GIULIO
Nulla sappiamo circa la sua famiglia e il suo luogo di provenienza; nacque, presumibilmente, nei primi anni del sec. XII. Nel 1144 papa Lucio II lo nominò cardinale prete di S. Marcello.
Con questo titolo egli si sottoscrisse per la prima volta il 28 maggio 1144 in un privilegio di Lucio II per il monastero di S. Albano presso Magonza e per l'ultima volta il 6 nov. 1158, sotto il pontificato di Adriano IV. Intrattenne buoni rapporti anche con Eugenio III, il quale, poco dopo la sua elezione, il 4 giugno 1145 immise G. e i suoi successori nel possesso della chiesa di S. Maria di Cannella, nel centro di Roma, che era stato oggetto di una lunga contestazione e che gli sarebbe stato confermato da Anastasio IV (30 maggio 1154) e da Adriano IV (21 ag. 1155). Le sue numerose sottoscrizioni presenti nella documentazione pontificia indicano che dovette far parte della cerchia dei consiglieri più assidui dei papi che si succedettero in questi anni. Nel 1148, quando la Curia si trovava nel Regno di Francia, fu incaricato da Eugenio III dapprima di dirimere insieme con Giovanni, cardinale diacono di S. Adriano, la vertenza tra gli abati di Jumièges e di Le Mans, quindi, a fianco del cardinale Giacinto, la lite tra l'abate di Aniane e i canonici del S. Sepolcro.

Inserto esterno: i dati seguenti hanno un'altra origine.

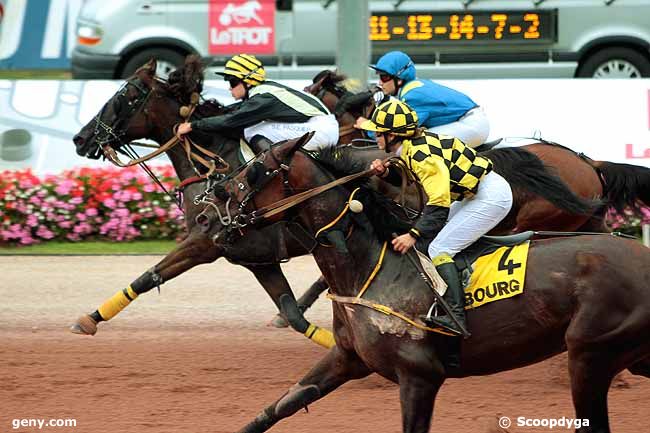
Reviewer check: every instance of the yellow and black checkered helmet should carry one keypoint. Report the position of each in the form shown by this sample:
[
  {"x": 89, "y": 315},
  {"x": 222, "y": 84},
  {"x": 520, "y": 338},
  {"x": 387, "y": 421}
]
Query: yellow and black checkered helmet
[
  {"x": 245, "y": 67},
  {"x": 393, "y": 116}
]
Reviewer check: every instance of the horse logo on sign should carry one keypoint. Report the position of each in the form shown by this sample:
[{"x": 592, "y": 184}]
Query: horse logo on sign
[
  {"x": 241, "y": 14},
  {"x": 242, "y": 26}
]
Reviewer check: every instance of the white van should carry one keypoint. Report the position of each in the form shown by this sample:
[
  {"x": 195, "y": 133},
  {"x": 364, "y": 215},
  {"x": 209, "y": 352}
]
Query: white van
[{"x": 446, "y": 38}]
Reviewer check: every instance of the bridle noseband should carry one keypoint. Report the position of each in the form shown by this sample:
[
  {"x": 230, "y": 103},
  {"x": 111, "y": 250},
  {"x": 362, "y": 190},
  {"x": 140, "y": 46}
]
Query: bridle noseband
[{"x": 107, "y": 135}]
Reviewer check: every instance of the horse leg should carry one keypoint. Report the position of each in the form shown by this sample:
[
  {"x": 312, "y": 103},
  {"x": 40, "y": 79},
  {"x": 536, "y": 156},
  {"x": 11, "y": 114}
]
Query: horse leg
[
  {"x": 335, "y": 369},
  {"x": 641, "y": 368},
  {"x": 276, "y": 285},
  {"x": 194, "y": 250},
  {"x": 305, "y": 301},
  {"x": 417, "y": 396},
  {"x": 590, "y": 381}
]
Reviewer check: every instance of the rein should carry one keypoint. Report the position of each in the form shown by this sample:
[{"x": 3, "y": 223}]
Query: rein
[
  {"x": 191, "y": 148},
  {"x": 294, "y": 200}
]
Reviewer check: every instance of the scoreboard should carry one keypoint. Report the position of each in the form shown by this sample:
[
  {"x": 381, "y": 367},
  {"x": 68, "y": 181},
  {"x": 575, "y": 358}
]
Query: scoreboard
[{"x": 464, "y": 27}]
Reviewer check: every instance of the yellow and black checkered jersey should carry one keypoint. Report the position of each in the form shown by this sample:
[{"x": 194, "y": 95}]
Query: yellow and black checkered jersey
[{"x": 448, "y": 169}]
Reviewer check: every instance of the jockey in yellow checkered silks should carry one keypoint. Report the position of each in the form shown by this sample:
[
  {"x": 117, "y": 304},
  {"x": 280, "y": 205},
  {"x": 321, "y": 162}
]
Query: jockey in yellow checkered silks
[
  {"x": 393, "y": 116},
  {"x": 246, "y": 68},
  {"x": 466, "y": 198},
  {"x": 267, "y": 111}
]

Nel 1156 fu inviato da Adriano IV con il cardinale Ubaldo di S. Prassede e il cancelliere Rolando Bandinelli presso la corte del re Guglielmo I di Sicilia per intavolare una trattativa che ponesse fine alle ostilità intraprese dal sovrano normanno, il quale aveva invaso alcune zone del Lazio. Proprio grazie alla mediazione di G. e degli altri cardinali si arrivò alla pace di Benevento, alla stipula della quale egli fu quasi certamente presente. A seguito del successo di questa operazione diplomatica Adriano IV nel 1158, verosimilmente nel mese di dicembre, lo nominò cardinale vescovo di Palestrina e come tale G. si sottoscrisse dal 1° dic. 1159 al 30 sett. 1161.

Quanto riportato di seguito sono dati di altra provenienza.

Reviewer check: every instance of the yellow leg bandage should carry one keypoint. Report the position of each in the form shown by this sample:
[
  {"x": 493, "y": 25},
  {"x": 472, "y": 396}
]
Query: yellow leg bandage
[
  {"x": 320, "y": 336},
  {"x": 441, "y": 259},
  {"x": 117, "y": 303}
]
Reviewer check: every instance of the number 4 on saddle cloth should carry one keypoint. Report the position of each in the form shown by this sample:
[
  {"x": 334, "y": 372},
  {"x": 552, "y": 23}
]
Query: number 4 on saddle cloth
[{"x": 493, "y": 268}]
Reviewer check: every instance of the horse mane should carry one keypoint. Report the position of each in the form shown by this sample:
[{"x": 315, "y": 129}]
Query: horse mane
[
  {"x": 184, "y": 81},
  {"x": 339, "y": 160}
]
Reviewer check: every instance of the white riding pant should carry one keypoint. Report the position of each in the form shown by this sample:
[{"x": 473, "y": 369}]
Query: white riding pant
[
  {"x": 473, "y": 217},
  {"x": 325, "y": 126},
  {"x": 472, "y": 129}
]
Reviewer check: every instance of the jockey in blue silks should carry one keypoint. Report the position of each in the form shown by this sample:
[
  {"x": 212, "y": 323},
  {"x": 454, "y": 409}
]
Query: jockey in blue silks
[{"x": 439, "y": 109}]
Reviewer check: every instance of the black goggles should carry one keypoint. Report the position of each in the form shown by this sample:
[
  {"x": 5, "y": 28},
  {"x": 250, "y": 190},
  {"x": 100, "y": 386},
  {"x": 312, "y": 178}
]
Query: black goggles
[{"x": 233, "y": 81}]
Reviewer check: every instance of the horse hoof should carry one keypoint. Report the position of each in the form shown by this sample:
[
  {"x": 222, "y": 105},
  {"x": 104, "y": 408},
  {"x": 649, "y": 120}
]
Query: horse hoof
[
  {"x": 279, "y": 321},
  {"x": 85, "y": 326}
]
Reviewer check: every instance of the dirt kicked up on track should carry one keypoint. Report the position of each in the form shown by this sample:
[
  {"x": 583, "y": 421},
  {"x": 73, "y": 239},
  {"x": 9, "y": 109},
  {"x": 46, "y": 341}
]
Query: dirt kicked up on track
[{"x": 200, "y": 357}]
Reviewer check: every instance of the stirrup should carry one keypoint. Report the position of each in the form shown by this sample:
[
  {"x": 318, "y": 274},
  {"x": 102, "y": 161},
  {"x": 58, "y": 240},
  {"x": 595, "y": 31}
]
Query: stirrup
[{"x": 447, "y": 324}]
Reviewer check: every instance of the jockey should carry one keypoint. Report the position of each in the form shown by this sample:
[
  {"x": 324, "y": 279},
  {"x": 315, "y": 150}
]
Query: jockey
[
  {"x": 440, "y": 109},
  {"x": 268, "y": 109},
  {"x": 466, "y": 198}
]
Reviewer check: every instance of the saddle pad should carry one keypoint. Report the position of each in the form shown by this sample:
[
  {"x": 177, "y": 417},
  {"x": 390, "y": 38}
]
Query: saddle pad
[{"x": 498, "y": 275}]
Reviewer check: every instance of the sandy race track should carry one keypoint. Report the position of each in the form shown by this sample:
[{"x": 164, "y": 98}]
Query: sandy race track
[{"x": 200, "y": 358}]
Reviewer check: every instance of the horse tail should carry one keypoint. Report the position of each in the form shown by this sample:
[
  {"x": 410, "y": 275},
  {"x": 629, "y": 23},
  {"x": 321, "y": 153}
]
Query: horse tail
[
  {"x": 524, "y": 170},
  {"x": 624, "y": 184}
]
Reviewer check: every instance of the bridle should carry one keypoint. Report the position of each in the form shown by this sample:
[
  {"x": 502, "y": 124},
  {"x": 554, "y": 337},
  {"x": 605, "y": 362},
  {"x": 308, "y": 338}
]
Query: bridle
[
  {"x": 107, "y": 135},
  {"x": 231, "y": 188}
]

Al momento della doppia elezione papale del 1159 si schierò dalla parte di Alessandro III e partecipò alla redazione sia della lettera con la quale i ventitré cardinali fedeli al Bandinelli chiedevano a Federico Barbarossa di recedere dall'appoggio a Vittore IV, sia dell'enciclica che essi diressero a tutti gli arcivescovi, vescovi e abati della Cristianità per guadagnarli alla causa di Alessandro III. Questi nel 1160-61 incaricò G., insieme con Pietro di S. Eustachio, della importante legazione presso gli Ungari, nella quale i due cardinali ottennero che il re degli Ungari non riconoscesse Vittore IV e scegliesse una posizione di attesa. Quando ormai quasi tutti i sovrani dell'Occidente avevano riconosciuto Alessandro III, G. svolse una seconda legazione presso gli Ungari, nel corso della quale poté stipulare un ampio concordato.
Tornato in Italia fu nominato vicario di Roma come successore di Gregorio di Sabina dallo stesso Alessandro III, costretto a lasciare la città dalle continue sedizioni dei fautori di Vittore IV e dai fedeli del Barbarossa, che occuparono tutto il Patrimonio. In questo frangente difficilissimo G. non riuscì a opporsi alla presa della basilica di S. Pietro e all'occupazione del comitato sabinense da parte degli Imperiali.
Nella sua veste di vicario tra il 1162 e il 1164 delegò il giudice Pietro per la vertenza tra il vescovo di Veroli Foramundo e il monastero di S. Domenico circa il possesso della chiesa di S. Lucia di Ceprano, vertenza che si concluse a favore del monastero. Circa il sinodo da lui presieduto a Foligno in questo stesso periodo, cui accennano alcuni biografi, non abbiamo notizie più precise.
Rivestì la carica di vicario di Roma fino al momento della morte, che avvenne nel settembre o nell'ottobre 1164.